Async v agency?

I noticed some work to introduce JSON data packets instead of using URL for passing things around.

I am as curious as to whether, while async helps with concurrency, is there any appeal in the use of agency to allow distributed HTM in a potentially more natural way?

Something like thespian?

Now I ask this question again since the last time the previous thread got straight into Erlang and its BEAM, Elixir and FPGA implementations, so all sound alternative options. The more useful discussion, though distracted by low level implementation discussions in the non-python options, was around how to partition the data and processing to take advantage of the distributed agency while managing the constraints of the HTM architecture.

So, how about a brain storming around python, HTM and thespian? We can leave the Elixir and Erlang and FPGA to the anarchists :grin:

Note also there may be both shallow and deep integration of agency into the HTM model, since the current architecture has not leveraged agency in the first instance. So, a re-look at that might be apt after an initial shallow look. At the moment there might be higher level abstractions than could benefit?

As someone living in the Python world and has tried to do JSON message passing and asynchronous execution for HTM applications, I will make the following observations:

On JSON

JSON is great for passing configurations and small data sets. However, for high volume data and extracting HTM states such as permanences, activations, and dendrites… JSON really starts to bog down due to its text-based representation. It is slowed by the JSON encoding and decoding process as well as the large size I/O transfer required between processes burdened by the text-only representation.

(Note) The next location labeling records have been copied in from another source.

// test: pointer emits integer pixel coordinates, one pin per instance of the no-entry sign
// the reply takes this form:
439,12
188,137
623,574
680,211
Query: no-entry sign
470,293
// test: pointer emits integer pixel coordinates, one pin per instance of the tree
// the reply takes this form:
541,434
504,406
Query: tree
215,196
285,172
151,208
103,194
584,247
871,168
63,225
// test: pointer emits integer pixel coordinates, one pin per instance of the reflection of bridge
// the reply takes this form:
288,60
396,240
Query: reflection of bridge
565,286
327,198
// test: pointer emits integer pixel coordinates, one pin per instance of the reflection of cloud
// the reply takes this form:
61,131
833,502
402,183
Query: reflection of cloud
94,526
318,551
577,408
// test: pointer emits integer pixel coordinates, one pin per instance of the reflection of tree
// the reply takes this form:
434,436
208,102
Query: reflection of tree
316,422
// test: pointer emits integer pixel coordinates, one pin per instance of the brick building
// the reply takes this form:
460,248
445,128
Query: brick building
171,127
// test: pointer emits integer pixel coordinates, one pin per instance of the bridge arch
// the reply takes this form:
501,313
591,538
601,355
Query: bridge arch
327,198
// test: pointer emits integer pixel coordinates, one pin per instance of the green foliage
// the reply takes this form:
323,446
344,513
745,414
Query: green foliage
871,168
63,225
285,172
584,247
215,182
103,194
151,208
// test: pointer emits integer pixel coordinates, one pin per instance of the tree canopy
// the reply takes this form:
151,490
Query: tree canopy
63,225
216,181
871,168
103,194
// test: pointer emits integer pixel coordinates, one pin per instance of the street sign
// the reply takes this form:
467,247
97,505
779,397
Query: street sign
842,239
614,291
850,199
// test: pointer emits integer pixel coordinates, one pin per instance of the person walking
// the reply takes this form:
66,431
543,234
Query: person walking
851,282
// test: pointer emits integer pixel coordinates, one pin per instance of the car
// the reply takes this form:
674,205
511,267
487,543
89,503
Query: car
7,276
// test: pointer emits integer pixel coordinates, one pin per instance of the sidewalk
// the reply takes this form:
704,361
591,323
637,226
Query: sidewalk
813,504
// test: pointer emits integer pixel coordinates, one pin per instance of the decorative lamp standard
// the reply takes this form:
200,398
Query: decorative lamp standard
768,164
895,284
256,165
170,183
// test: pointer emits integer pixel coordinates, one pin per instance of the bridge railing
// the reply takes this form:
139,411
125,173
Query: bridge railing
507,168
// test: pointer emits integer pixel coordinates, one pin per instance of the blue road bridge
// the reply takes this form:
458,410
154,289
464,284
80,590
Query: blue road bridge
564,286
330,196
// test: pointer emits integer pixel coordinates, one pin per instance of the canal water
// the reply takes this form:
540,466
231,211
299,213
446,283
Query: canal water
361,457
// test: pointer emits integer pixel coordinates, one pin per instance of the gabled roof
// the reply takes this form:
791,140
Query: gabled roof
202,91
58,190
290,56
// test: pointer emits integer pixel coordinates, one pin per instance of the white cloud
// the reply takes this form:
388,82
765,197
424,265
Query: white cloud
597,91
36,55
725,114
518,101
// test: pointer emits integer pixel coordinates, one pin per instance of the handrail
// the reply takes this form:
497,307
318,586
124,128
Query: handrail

JSON is great in that it is human-readable, but to fix the above limitations, you would need to use something more binary like BSON, flatbuffers, or capnproto.

On Asynchronicity

I/O for message passing is the bottleneck for asynchronous methods. Any approach is going to require a lean data format, as well as a sparse representation.

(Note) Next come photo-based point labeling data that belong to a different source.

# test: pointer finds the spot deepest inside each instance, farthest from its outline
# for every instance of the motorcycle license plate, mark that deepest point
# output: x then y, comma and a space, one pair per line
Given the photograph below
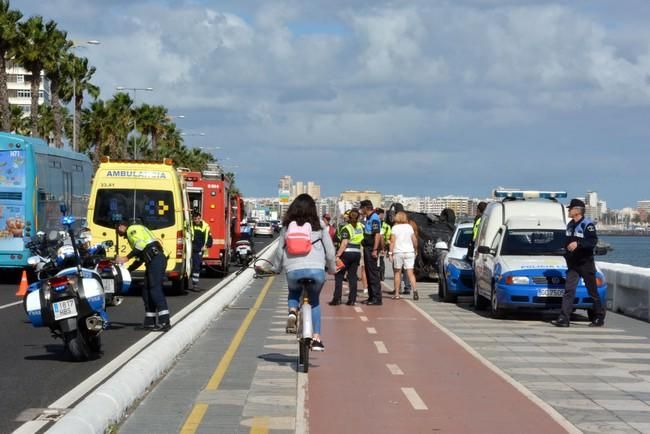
550, 292
64, 309
109, 285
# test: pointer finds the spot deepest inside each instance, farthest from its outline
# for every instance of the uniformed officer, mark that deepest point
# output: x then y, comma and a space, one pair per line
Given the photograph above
349, 252
201, 240
371, 245
385, 232
581, 239
146, 248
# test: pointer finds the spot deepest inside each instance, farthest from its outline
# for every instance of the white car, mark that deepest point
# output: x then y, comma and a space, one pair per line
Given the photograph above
456, 274
263, 228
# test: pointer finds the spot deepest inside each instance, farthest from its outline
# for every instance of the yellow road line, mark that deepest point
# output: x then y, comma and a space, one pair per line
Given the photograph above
194, 419
260, 425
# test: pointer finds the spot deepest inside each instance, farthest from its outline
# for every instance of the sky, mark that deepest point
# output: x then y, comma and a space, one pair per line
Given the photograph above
420, 97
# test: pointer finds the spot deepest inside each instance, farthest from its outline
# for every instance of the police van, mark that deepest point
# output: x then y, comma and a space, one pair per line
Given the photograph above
519, 257
148, 193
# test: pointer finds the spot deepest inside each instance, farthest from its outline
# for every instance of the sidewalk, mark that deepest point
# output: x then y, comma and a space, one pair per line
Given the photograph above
386, 369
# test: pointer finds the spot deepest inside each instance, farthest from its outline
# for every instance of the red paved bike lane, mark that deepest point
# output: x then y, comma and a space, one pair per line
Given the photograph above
354, 387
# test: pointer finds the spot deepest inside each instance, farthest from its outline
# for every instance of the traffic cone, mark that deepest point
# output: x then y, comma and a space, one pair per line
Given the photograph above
22, 287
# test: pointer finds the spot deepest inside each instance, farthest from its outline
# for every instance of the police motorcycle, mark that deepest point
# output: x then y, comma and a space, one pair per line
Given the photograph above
71, 303
116, 278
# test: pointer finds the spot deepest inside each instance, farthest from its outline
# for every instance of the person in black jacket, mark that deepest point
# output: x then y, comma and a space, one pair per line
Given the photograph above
581, 239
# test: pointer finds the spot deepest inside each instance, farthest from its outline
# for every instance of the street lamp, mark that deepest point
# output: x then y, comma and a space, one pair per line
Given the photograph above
135, 96
77, 44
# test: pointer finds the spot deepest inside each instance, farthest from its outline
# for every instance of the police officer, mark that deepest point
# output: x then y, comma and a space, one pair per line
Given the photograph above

An asynchronous approach is also going to have to worry about synchronization of computation. For a strictly ordered set of layers or a hierarchical architecture, synchronization is straight forward since data and execution neatly cascades. However, for networks that have recurrent connections from distal dendrites, effort is going to be required to do the bookkeeping of time and making sure no one process is getting ahead of the others.

I have used the python built-in asyncio to do some asynchronous programming which is a lot like your referenced “thespian” library. Asyncio is pretty new and still under flux and is kind of tricky to get the hang of since it uses completely new python syntax. But this only works in a single python process and is not something you would use an a multiprocessor or multi-host environment. Luckily it does have hooks for extending in that direction.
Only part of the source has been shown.